Знаете ли вы, что занятия оральным сексом могут вызвать рак? Опухоль гортани в последние годы встречается все чаще. Презерватив может снизить риск инфицирования, но не сводит его на нет.
…Знаете ли вы, что марихуана помогает бороться с раком? Парадоксально, но факт: каннабидиол, содержащийся в марихуане, помогает уменьшить боль, тошноту и замедляет рост раковых клеток, однако дым, который выделяется при курении, содержит оксид азота, цианистый водород и нитрозамины – то есть потенциальные канцерогены. Классическая змея, кусающая себя за хвост.

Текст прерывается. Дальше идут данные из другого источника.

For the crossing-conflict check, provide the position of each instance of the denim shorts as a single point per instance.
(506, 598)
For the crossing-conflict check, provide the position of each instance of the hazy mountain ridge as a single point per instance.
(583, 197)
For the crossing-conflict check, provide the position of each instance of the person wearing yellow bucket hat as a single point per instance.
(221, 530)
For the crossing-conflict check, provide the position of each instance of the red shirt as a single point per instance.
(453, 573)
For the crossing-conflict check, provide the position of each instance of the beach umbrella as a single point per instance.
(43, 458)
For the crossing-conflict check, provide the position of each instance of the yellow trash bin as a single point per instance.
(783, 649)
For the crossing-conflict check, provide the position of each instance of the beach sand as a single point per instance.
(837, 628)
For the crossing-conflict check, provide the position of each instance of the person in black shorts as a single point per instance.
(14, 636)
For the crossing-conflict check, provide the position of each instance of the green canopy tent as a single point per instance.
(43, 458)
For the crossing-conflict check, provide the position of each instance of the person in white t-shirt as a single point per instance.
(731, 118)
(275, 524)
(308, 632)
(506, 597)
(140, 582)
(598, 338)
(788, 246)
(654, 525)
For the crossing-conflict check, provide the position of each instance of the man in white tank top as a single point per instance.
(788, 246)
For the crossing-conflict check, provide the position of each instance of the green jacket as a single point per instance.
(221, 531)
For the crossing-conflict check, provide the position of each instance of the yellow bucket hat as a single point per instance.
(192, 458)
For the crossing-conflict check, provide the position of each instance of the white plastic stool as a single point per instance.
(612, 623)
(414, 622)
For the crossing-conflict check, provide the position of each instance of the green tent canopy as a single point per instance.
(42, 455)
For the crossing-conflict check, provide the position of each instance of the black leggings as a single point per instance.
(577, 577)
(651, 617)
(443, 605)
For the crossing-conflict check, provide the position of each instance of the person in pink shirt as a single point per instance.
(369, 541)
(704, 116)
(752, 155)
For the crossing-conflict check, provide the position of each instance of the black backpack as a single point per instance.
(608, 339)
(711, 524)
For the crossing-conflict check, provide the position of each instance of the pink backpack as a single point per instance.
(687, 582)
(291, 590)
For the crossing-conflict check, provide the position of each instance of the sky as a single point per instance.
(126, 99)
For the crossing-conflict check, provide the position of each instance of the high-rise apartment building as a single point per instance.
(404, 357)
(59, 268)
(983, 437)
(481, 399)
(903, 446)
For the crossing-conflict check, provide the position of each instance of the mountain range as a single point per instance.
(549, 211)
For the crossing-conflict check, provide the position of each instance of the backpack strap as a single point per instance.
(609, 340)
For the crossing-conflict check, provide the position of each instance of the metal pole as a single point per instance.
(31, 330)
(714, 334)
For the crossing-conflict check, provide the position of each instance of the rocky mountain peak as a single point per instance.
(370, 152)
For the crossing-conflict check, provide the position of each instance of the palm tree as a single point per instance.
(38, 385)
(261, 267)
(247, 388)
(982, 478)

Однако самая главная новость, которую я ищу вот уже целый месяц, никак не находится: «Японские ученые разработали новое и гарантированное средство лечения рака».
Но я не сдаюсь, ведь где-то же есть новый Леонардо да Винчи, который однажды утром проснется и скажет: «Ребятки, я понял: чтобы справиться с раком, достаточно перед едой принять пару таблеток на базе толченого имбиря, тимьяна и чеснока». Кто знает – быть может, лекарство было у нас под боком, а мы его не замечаем? Как в рассказе «Похищенное письмо» Эдгара По.
С тех пор, как я заболел, если я не сижу за компьютером, то часто гуляю. Чем ближе лето, тем больше Рим снова становится похож на себя. Я брожу по гетто, спускаюсь по лесенке, ведущей к Тибру. Сажусь и смотрю на грязную реку, текущую по моему любимому городу.
И довольно скручиваю косячок.
Я всегда имел обыкновение подшучивать над друзьями, если они ходят к психологу. И вот я сам докатился до этого: сижу в кресле перед доктором Санторо, маленьким человечком, похожим на диснеевского енота, который молча глядит на меня и что-то пишет в блокноте. Я чувствую себя так, точно попал в одну из серий сериала «Пациенты», которую недавно смотрел. Поскольку терапия предусматривает, что я говорю, а доктор молчит, я вынужден болтать без умолку, хотя у меня нет ни малейшего желания говорить.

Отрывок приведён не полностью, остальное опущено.